Morning Thanks

Garrison Keillor once said we'd all be better off if we all started the day by giving thanks for just one thing. I'll try.

Wednesday, April 25, 2012

Doris Betts



Doris Betts died.  She was 79.

I can't say I knew her well, but I knew her.  Once upon a time, at Wheaton College, we were on a rostrum of speakers together at a conference about writing. She was beautiful, as I remember, in every way, including in a fashion conveyed by use of a particular geographic adjective she would gladly embrace I'm sure--a Southern way. Some-many--felt her fiction reminded them of that of Flannery O'Connor.
  
The obits I've seen often laud her commitment to teaching too, at the University of North Carolina-Chapel Hill. I know that for the last decade or more she was chief caretaker for her ailing husband. She struck me back there at Wheaton, and ever since, as a person closing in on saintliness, someone whose writing success--several novels and collections of short stories--she herself counted as simply the work that she'd been called to do.

The NY Times obit this morning says that she believed critics often didn't see what she considered the religious character of her stories, an oversight, she maintained, which generally resulted from their simply not sharing her beliefs.

The Times says that Betts claimed that noting the deep religious character of her work was not all that different from simply believing in God, and then quoted her from a Christian Century article:  "If you see it, you will see it. If you don't see it, no one can persuade you. It is not an argument. It is an overlay that you do or don't place on things. My overlay is there."

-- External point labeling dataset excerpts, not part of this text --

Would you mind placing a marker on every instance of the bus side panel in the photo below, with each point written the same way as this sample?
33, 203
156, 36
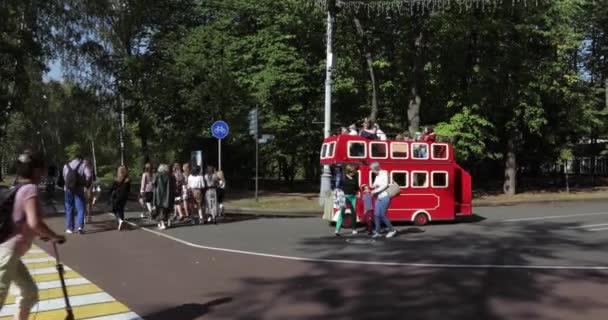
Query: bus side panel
463, 192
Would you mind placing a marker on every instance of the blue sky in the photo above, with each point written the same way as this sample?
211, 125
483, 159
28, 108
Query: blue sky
55, 73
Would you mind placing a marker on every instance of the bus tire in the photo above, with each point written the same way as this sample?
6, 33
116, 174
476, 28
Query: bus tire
421, 219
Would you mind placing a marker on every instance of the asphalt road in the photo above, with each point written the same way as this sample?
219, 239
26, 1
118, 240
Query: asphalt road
544, 261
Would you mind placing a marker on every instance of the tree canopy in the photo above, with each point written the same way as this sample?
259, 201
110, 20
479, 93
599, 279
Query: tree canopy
513, 84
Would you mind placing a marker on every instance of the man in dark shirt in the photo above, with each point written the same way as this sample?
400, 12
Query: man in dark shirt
350, 186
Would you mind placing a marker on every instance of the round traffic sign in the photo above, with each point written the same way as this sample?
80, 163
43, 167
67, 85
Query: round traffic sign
220, 129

She was among the few really fine novelists whose work somehow crossed-over the deep and ever-widening gulf between the "Christian world" and those it sees as its secular antagonists. She loved, truly, both sides.
  
I met her once, that's all, but I never forgot her, and apparently she never forgot me.  I treasure an e-mail note she sent me late last summer, out of nowhere at all, a kind thanks for a small book of meditations on the Psalms.
  

I was sitting here enjoying new angles on the Psalms when it
occurred to me that I'd never thanked you for your various good
books (SIXTY@SIXTY) but have benefited greedily without
a word.

We met a long time ago, at an IMAGE event? Greg's?
Since then long illness took my mother, my husband, and in Feb.
our daughter.  And since THEN, tho I quit smoking 32 years ago,
I have lung cancer and am having excellent palliative care.
Which makes me all the more susceptible on THIS reading to your
contagious preference for joy and praise.  Thank you.
  
She didn't have to send that note, to express such kindness. It is a measure of her humility and grace as believer and a believing human being that she did. She was blessed with an immensely caring heart.  By the way, did I say that Doris Betts was also a writer, a very good one.  

Saturday, still trying to thin the stacks of the 40 years of books I own, I set tons of them out at my college office, hoping students would pick up 'em up at bargain prices. Included in those on the shelves are three or four novels by Doris Betts, books I weighed carefully when I did the culling, then reluctantly put them in the box to be sold.  Destroying a library isn't nearly as much fun as building one.

This morning I'm going to take them back. Maybe, once out of the classroom forever, I'll take the time to read her again, everything.  After all, there will not be any more.

3 comments:

Clint W said...

Jim, thanks for this beautiful post. What a treasure of a note that Ms. Betts sent you. I'm not a writer myself, but I'd think that responses like hers are a great part of the writer's life.

I read her obit in the Times last night and added one of her books to my online to-read list. One of the luxuries of working in a library is that I'm about to, in response to your piece, walk up to the stacks right now and grab that book, so I can begin it tonight.

Pam said...

Thanks for this tribute. I have loved the work of Doris Betts, at least what I've read. I think I discovered her in Dale Brown's Of Fiction and Faith. I own the only books I've read, since my local library doesn't have any. What a shame. And what a blessing.

Anonymous said...

Your tribute encourages me to read a book that she has written.